Theme Park (PC) - Tree House
00:00 / 02:00

Même Tarif pour tout le monde

Ce fameux soir de la découverte, les adultes mangent et picolent, les plus jeunes enfants somnolent devant la télé, VHS du Roi Lion toute neuve en train de tourner dans le magnétoscope. Et moi je… bah j'enchaine ma troisième défaite a Theme Park en moins d’une heure. Je vois que les darrons commencent à se moquer gentiment, l'alcool aidant peut-être. Alors je demande à Eddie de prendre ma place pour étudier sa stratégie, afin de progresser un peu, quoi. Tout le monde vient admirer ses compétences, qui se révèlent à peine meilleures que les miennes. Au bout de dix minutes, il quitte sa chaise la tête basse pendant qu’on se fout de lui.

Theme Park, PC, gif

Quelques mois plus tard, j'ai réussi à me dégoter une copie du jeu, peut-être celui d'Eddie d'ailleurs, je ne me rappelle plus.
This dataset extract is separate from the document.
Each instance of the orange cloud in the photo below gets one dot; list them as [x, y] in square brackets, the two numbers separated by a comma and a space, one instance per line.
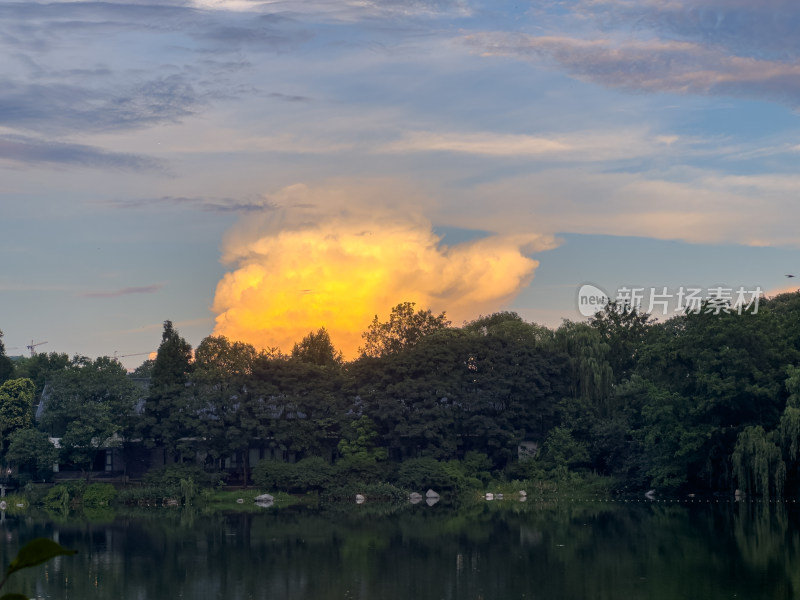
[336, 258]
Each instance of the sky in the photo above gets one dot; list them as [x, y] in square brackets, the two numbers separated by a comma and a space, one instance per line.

Bien installé devant l'ordinateur de beau papa, j'ai cru enfin pouvoir percer les secrets de Theme Park. Mais un mécanicien trop peu payé en a décidé autrement. Bien qu'arrivé sur le lieu du toboggan serpent à réparer, il a tranquillement mâchonné son sandwich en me fixant intensément. Je vous jure qu'il savait que je me trouvais de l'autre côté de l'écran, à le rémunérer au lance-pierres. Il me haïssait, et me l'a fait comprendre en laissant l'attraction exploser. J'avais les morts sur la conscience, pas lui, et j'ai fait faillite deux minutes après. Allez gamin, va te coucher après ça, et va acquiescer sans broncher quand ta mère te souhaite de faire de beaux rêves.